Il se souvient du «torrent de sentiments, d’émotions, d’incompréhension, de sentiment d’injustice» qui l’a envahi à ce moment-là. Au bout de quelques heures, Corinne est transférée dans un autre hôpital de la région dans l’espoir qu’une équipe de neurochirurgie puisse la sauver. Jean-Luc se rend dans ce nouvel établissement avec ses enfants, mais comprend vite que son épouse vit ses dernières heures. «On a eu la confirmation que, vu l’importance de l’hémorragie, il n’y avait rien à faire.» Les proches, amis et collègues de Corinne viennent lui dire au revoir. Elle est inconsciente.

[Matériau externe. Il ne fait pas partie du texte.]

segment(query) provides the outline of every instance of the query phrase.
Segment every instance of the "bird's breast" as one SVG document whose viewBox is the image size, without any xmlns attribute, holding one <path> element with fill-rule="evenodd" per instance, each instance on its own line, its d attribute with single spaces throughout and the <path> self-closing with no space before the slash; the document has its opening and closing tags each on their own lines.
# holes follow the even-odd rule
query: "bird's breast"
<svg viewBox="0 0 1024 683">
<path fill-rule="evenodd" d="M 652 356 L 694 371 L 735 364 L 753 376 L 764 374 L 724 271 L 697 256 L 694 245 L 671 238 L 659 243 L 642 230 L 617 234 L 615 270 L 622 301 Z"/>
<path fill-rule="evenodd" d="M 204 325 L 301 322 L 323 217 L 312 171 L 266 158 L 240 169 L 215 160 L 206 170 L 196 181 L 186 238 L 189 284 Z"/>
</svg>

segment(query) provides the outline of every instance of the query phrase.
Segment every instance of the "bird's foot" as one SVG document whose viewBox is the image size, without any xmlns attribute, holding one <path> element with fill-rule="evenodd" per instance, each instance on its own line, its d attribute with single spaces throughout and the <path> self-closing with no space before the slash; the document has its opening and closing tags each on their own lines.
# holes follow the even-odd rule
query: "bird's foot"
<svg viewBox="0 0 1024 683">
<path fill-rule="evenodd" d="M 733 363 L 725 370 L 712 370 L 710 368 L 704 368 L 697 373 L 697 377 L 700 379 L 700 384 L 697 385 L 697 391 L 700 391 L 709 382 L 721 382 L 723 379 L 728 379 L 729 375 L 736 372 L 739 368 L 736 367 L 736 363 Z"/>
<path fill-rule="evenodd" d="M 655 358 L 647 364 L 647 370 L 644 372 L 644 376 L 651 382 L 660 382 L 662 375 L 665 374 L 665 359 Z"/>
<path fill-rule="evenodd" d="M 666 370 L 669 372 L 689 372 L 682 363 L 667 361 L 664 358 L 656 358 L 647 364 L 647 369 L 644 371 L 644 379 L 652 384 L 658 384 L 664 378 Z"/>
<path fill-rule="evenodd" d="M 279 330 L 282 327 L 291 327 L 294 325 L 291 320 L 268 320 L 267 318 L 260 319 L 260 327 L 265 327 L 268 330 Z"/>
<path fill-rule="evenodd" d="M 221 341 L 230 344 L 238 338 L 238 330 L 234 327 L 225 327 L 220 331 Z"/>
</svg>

Préparé au pire, Jean-Luc décide qu’il est temps d’avoir la douloureuse conversation avec ses enfants. «Je savais que Corinne était en bonne santé, qu’elle n’avait pas de pathologie particulière, et je me doutais fortement que le don d’organes serait possible, parce qu’elle correspondait au cas clinique d’une personne morte cérébralement, explique-t-il. J’ai vu mes enfants, je leur ai parlé, tous les trois m’ont dit sans hésiter ‘oui, on est d’accord’. Quand j’ai été voir le service médical, l’infirmière coordinatrice du service s’apprêtait justement à nous en parler

Mon épouse était une personne bienveillante, qui était infirmière en soins palliatifs et ça correspond tout à fait à sa philosophie de vie, d’action et de bienfaisance.

Jean-Luc, époux d’une donneuse d’organes

Dans la loi française, il existe le principe de consentement présumé : c’est-à-dire que nous sommes tous présumés donneurs en cas de décès, à moins d’avoir inscrit son opposition sur le registre national des refus. Mais le fait de ne pas avoir exprimé clairement son refus de son vivant n’empêche pas les médecins d’en discuter avec les proches. Ils demandent systématiquement si le défunt avait évoqué cette question avec eux, et le prélèvement ne sera pas effectué si le défunt était contre et si les proches s’y opposent.

Dans le cas de Jean-Luc, ses enfants et lui savaient qu’ils respectaient la volonté de Corinne. «C’est très important, de parler de sa mort, parce que ça facilite énormément le travail du survivant. J’invite vraiment tout le monde à en parler sereinement, tranquillement, et même en plaisantant. Moi, j’en parlais beaucoup avec ma femme en rigolant. Et ça fluidifie énormément tout ce passage particulièrement difficile. «Ma femme était une infirmière en soins palliatifs, une personne bienveillante, et cela reflétait parfaitement sa philosophie de vie, d’action et de bienfaisance.» Il doit faire face à une mauvaise nouvelle et accepter les mutilations à venir, dans une course contre-la-montre où il doit prendre une décision en quelques heures. C’est pourquoi il doit se préparer aux réponses nécessaires.»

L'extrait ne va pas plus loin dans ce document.